「圭ちゃん、私たち付き合ってるの」
「だろうな。じゃなきゃ、わざわざ家に連れて来ないだろ」
「それでね、プロポーズされてるの」
「プロポーズ?」
聞きなじみのある言葉だったけど、頭の中で俺のわかる言葉に変換するには時間がかかった。
「結婚してくれって言われたの」
「結婚って、まだ付き合い始めて1ヶ月くらいだろ? 早すぎるんじゃないか?」
俺はマナと世良将生の2人を見ながらそう言った。
「結婚に遅いも早いもないと思うけどね。
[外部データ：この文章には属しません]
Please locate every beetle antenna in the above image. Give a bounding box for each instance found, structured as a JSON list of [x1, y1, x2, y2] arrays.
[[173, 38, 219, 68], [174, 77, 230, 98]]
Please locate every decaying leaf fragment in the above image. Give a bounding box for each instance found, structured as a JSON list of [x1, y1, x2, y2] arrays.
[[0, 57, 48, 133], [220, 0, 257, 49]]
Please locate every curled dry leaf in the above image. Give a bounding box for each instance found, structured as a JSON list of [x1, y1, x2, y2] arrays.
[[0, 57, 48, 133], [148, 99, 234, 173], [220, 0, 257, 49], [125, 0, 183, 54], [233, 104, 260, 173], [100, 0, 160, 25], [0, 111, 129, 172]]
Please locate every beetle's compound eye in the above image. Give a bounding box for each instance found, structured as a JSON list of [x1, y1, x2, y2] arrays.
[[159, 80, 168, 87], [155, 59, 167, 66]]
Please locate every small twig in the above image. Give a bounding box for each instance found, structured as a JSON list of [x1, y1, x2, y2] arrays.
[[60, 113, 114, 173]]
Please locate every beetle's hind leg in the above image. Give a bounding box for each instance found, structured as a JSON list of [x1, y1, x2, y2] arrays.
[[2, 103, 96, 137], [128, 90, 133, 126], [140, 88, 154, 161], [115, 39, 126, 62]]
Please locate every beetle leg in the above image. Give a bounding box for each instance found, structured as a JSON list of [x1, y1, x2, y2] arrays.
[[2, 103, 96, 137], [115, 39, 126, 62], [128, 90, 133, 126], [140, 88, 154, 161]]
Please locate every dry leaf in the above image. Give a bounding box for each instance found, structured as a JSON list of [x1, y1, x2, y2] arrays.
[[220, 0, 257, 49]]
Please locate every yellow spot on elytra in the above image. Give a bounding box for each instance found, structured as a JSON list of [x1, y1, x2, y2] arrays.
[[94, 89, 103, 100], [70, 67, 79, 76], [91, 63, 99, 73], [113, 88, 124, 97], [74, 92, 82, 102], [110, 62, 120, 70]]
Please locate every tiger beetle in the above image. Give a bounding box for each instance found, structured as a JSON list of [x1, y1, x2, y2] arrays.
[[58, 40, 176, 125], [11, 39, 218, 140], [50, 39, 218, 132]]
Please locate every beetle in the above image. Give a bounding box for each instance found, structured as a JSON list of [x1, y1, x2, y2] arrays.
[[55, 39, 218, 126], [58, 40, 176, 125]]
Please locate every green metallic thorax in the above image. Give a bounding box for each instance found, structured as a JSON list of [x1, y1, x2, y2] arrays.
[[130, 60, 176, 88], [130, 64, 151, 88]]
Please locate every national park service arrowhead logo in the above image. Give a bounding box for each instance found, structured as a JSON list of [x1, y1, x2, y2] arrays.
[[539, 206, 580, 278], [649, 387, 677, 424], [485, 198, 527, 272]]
お見合いなんて数回会っただけで結婚してしまう訳だし、長く付き合っていても数年後には離婚しているケースも相当あるみたいだしね。年月は全く関係ないんじゃないかな?」
世良将生は挑発的な調子でそう言ってきた。
「お見合いは結婚を目的にするものだから、会って数回で結婚するのはごく普通のことだし、出会って直ぐに勢いだけで結婚する奴で上手くいってる知り合いは殆んどいませんよ」
「圭ちゃん――」
マナを見ると首を横に振り、険しい表情をしていた。
「そんなことより明石くんは、どうしてマナさんと一緒に暮らしてるんだい? どういう関係?」
「高校からのダチですよ。一緒に住んでるのは俺とマナが大学に進学するのが決まった時に、マナの親から面倒を見るように頼まれたからです」
「だからって一緒に暮らすのはどうかと思うなぁ。どんなに仲が良いからと言っても、所詮は男と女じゃない。何もないとは言い切れない訳だしね」
世良将生は半ば呆れ顔でそう言っていた。
「確かにそうかもしれません――」
言い返したかったけど、実際俺とマナは交際し、婚約までしてた訳だから、反論など出来る分けなかったし、する資格もなかった。
「本当に何もなかったのかなぁ?」
「もちろん、何もありませんでした――」
「圭ちゃんとは何もなかった――と思う」
世良将生は俺を疑いの目で見ていたけど、俺は目を反らすことなく見続けていた。
「なるほど――確かに本当のことを言っているかもな。もしくは真実を闇に葬るつもりなのか――それは私にはわからない。でもいずれマナさんを知る上で色んな真実が浮き彫りになって来るとは思うけどね」
世良将生は相変わらず挑発的な態度で俺にそう言ってきた。
「追求するような真実なんてありませんよ」
「だといいんだけどね。まぁ、そんなことはどうでもいいとして、明石くん、あなたに伝えとかなきゃいけないことがあったんだ。マナちゃん、あなたから言ってあげた方がいい」
「はっ、はい――」
マナは俺の顔を見るなり、目に涙を溜めて黙りこんでしまった。何しにここに来たのか、何を俺に話すためにわざわざこんな時間を作ったのかは、2人の会話を聞いていて薄々感づいていた。
「マナちゃん!」
「圭ちゃん、あのね――」
「マナ、おめでとう! 世良さんのプロポーズを受けるんだろ? その報告に来たんだよな?」
「圭ちゃん――」
「良かったな、素敵な人に出会えて。幸せになれよ」
「うん――」
「世良さん、マナのことをよろしくお願いします」
「あなたに言われなくても、幸せにするつもりだよ」
「すいません、余計なことを――」
ヒドイ言われようだった。でも、マナのためだ。今は耐えなくてはならない。